В 1938 г. голландский историк и философ Йохан Хейзинга опубликовал книгу Homo Ludens, исследование игрового элемента в культуре» (с латыни homo ludens переводится приблизительно как «человек играющий»). Хейзинга определил игру как «деятельность, которая явным порядком происходит в определенных границах времени и пространства по свободно принятым правилам вне области необходимости или материальной пользы». Он показал, что игра в широком смысле слова является необходимым элементом большинства аспектов цивилизации. Закон, утверждал он, является игрой, как и религия, искусства и стремление к знаниям. Даже в войне есть элементы игры. Хейзинга цитирует пророка Самуила (2: 4), когда два военачальника Абнер и Иоав противостоят друг другу у озера Gibeon:
Древнееврейское слово «играть» происходит от корня sachaq, что означает «играть, веселиться, смеяться, радоваться, подшучивать». Даже во времена Первой мировой войны офицеры по обеим сторонам Западного фронта относились друг к другу с уважением и «играли по правилам», как и индийские и пакистанские офицеры во время разных войн, которые привели к независимости Бангладеш.
После опубликования в 1960-х гг. книги Хейзинги хиппи приняли ее как необходимый для себя текст в то самое игривое и веселое десятилетие. В 1970 г. австралийский писатель Ричард Невилл, тогдашний старейшина лондонской так называемой подпольной прессы, опубликовал книгу «Власть игры». Дух игры, вновь введенный в западное общество, как утверждает он, мог изменить внешний вид и организацию общества до неузнаваемости. Если он был прав, то размышление об игре может пролить немного света на расцвет города Гильгамеша, дав нам подсказку – поискать в неожиданном месте такой же бурный период прогресса и изменений.
Хейзинга, ученый-гуманист, родившийся в 1872 г., видел, как знакомый ему мир, в котором он чувствовал себя неуютно, уничтожила Первая мировая война. Он считал, что западная цивилизация постепенно рушится из-за отсутствия игры. «Девятнадцатый век, – писал он, – похоже, оставляет мало места для игры. Все более главенствуют тенденции, идущие вразрез со всем, что мы подразумеваем под игрой… Эти тенденции были усилены индустриальной революцией и ее завоеваниями в области технологий». Но, на мой взгляд, Хейзинга ошибался. Всякий, кто когда-нибудь наблюдал за тем, как развлекаются дети, признает, что научно-технологическая грань цивилизации является именно результатом игры в своем чистом виде. Подобно тому, как дети постоянно исследуют, экспериментируют, испытывают и пробуют разные вещи не с какой-то сознательной целью, а просто ради получения удовольствия от самой игры, так и чистая наука и прикладные технологии играют с идеями, принципами и материей, все время размышляя: «Предположим…» и спрашивая: «А что будет, если?..»
Наука, будучи далеко не такой опасной в своем зашоренном материализме, как считал Хейзинга, часто подвергается критике за свою явную бесполезность ввиду отсутствия своего практического применения. Британский математик Дж. Х. Харди скорее гордился этим фактом. Он писал, что в основном наука совершенно бесполезна: «Что касается меня, я ни разу не оказывался в ситуации, в которой такие научные знания, коими я обладаю, за пределами чистой математики принесли бы мне хоть малейшую пользу».

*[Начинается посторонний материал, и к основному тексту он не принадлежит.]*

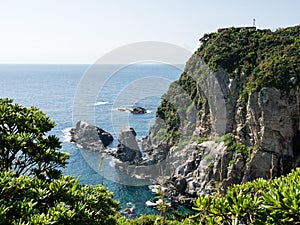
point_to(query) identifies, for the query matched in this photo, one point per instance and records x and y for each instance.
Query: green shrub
(256, 202)
(30, 200)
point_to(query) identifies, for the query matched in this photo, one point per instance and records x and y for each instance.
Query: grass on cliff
(261, 58)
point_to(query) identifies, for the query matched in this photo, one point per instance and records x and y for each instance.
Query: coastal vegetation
(33, 190)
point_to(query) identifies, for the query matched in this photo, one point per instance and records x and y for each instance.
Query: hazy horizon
(77, 32)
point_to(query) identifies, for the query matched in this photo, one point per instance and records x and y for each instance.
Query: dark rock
(128, 148)
(139, 110)
(90, 137)
(180, 185)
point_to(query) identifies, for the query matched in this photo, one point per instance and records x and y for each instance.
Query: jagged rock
(138, 110)
(180, 184)
(208, 103)
(128, 149)
(90, 137)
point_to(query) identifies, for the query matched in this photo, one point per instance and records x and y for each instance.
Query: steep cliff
(234, 114)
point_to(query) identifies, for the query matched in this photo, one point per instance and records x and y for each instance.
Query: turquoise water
(52, 88)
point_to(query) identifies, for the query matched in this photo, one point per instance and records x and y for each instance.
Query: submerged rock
(90, 137)
(128, 149)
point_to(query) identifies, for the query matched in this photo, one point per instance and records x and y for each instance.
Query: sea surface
(56, 88)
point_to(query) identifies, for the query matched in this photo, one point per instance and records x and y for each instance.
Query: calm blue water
(52, 89)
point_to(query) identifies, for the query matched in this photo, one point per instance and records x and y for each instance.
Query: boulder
(90, 137)
(138, 110)
(128, 149)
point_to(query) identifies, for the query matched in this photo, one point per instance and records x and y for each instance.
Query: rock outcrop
(90, 137)
(128, 149)
(233, 116)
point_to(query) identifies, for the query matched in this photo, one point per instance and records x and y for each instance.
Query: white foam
(101, 103)
(66, 134)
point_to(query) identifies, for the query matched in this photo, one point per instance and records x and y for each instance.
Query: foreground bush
(29, 200)
(257, 202)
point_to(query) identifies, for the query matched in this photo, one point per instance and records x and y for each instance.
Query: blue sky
(81, 31)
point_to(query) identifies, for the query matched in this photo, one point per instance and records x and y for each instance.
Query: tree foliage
(256, 202)
(261, 58)
(24, 146)
(30, 200)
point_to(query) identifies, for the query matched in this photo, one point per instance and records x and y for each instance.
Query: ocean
(60, 91)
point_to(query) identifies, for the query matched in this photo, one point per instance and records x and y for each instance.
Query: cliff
(233, 116)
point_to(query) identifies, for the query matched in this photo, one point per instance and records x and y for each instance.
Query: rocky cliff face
(220, 124)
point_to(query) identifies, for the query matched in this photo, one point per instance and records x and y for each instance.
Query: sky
(81, 31)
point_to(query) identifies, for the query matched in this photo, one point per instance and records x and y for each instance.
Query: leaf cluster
(256, 202)
(30, 200)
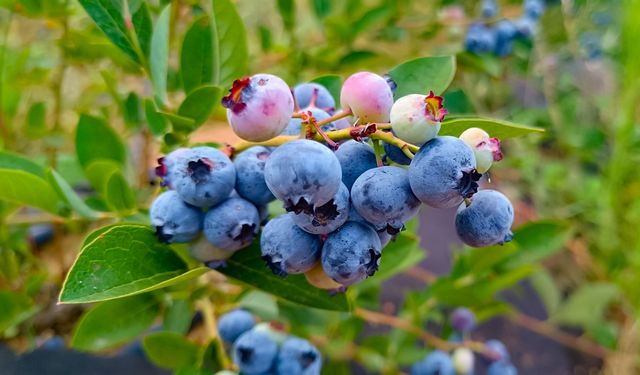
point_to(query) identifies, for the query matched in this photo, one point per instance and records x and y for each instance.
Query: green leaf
(119, 195)
(586, 307)
(196, 55)
(177, 316)
(230, 51)
(159, 56)
(9, 160)
(495, 128)
(420, 75)
(95, 139)
(112, 323)
(109, 19)
(67, 194)
(123, 261)
(247, 266)
(170, 350)
(36, 121)
(333, 83)
(25, 188)
(199, 104)
(157, 122)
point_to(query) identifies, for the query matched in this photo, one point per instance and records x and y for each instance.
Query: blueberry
(286, 248)
(202, 176)
(232, 225)
(502, 368)
(234, 323)
(436, 363)
(250, 183)
(395, 154)
(298, 357)
(443, 172)
(293, 128)
(352, 253)
(463, 320)
(259, 107)
(533, 8)
(489, 8)
(313, 95)
(368, 96)
(486, 221)
(497, 351)
(174, 220)
(255, 352)
(303, 174)
(383, 197)
(328, 217)
(355, 158)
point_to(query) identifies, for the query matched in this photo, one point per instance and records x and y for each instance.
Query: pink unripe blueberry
(416, 118)
(259, 107)
(486, 149)
(368, 96)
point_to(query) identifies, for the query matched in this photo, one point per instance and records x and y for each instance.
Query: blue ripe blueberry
(258, 107)
(533, 8)
(489, 8)
(293, 128)
(250, 175)
(497, 351)
(313, 95)
(443, 172)
(395, 154)
(298, 357)
(328, 217)
(383, 197)
(463, 320)
(435, 363)
(303, 174)
(202, 176)
(174, 220)
(480, 39)
(234, 323)
(255, 352)
(286, 248)
(351, 253)
(502, 368)
(355, 158)
(232, 225)
(486, 220)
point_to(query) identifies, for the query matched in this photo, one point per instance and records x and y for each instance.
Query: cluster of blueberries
(462, 361)
(498, 38)
(261, 349)
(343, 203)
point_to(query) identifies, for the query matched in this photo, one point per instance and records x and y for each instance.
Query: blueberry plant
(266, 254)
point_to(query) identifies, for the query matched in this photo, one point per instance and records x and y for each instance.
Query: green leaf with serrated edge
(110, 20)
(420, 75)
(587, 305)
(199, 104)
(496, 128)
(66, 193)
(159, 56)
(196, 55)
(112, 323)
(118, 194)
(25, 188)
(170, 350)
(95, 139)
(247, 266)
(333, 83)
(123, 261)
(10, 160)
(230, 51)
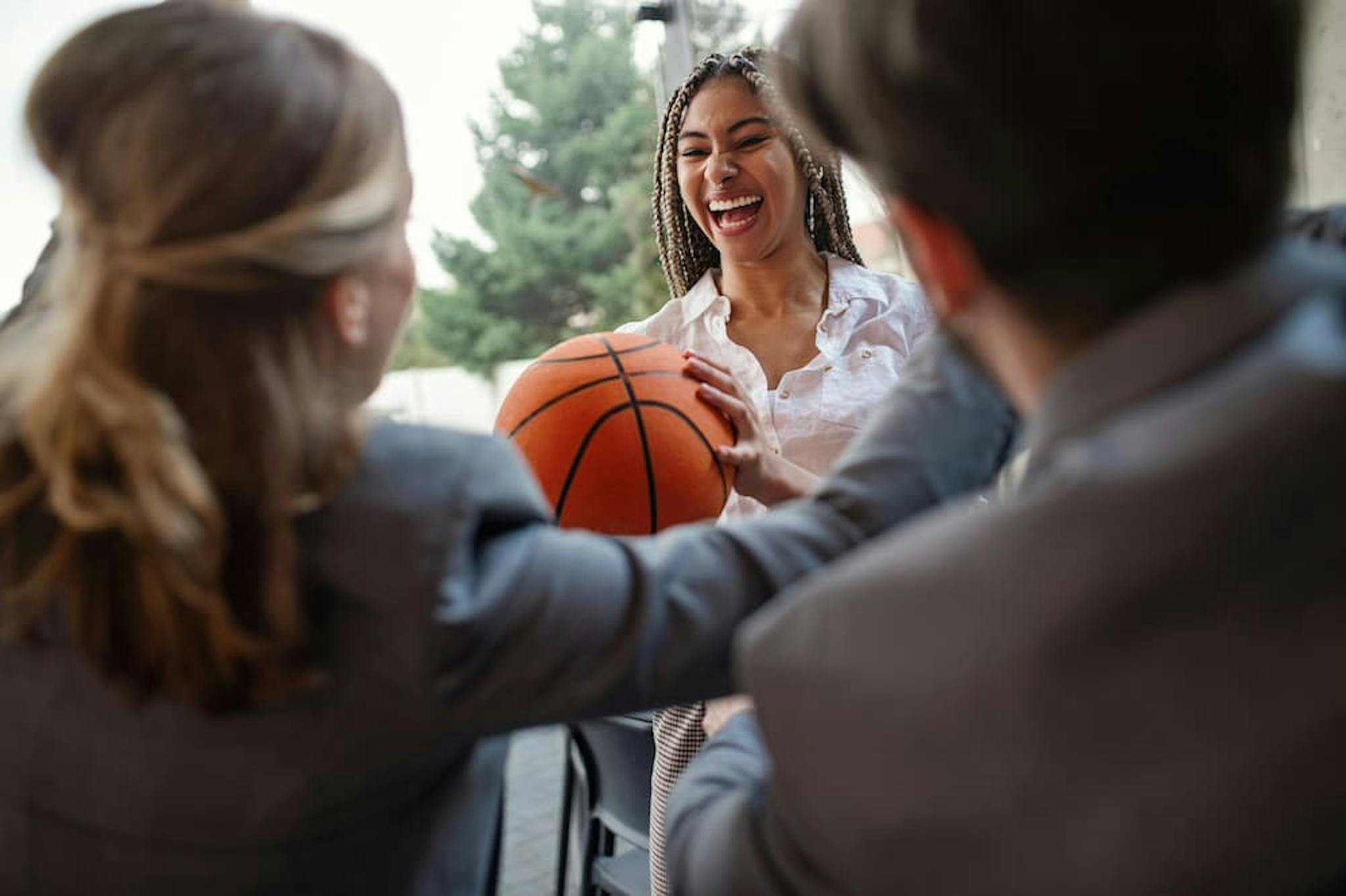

Таких обществ, в которых серьезность, традиция, следование догматам и приверженность давно установленным – зачастую предписанным Богом – способам делать что-то являются жестко навязанным правилом, было большинство всегда и во всех уголках мира. Эти народы неизвестны своим чувством юмора и нелегко идут на контакт, они редко улыбаются. Для них изменение всегда подозрительно и обычно заслуживает осуждения, и они едва ли вносят вклад в развитие человечества. И, напротив, общественный, художественный и научный прогресс, равно как и технологическое развитие, становятся наиболее очевидными там, где культура и идеология правления дают мужчинам и женщинам разрешение играть с идеями, верованиями, принципами или материалами. А там, где склонная к игре наука изменяет в людях понимание того, как функционирует физический мир, политические изменения и даже революция редко отстают.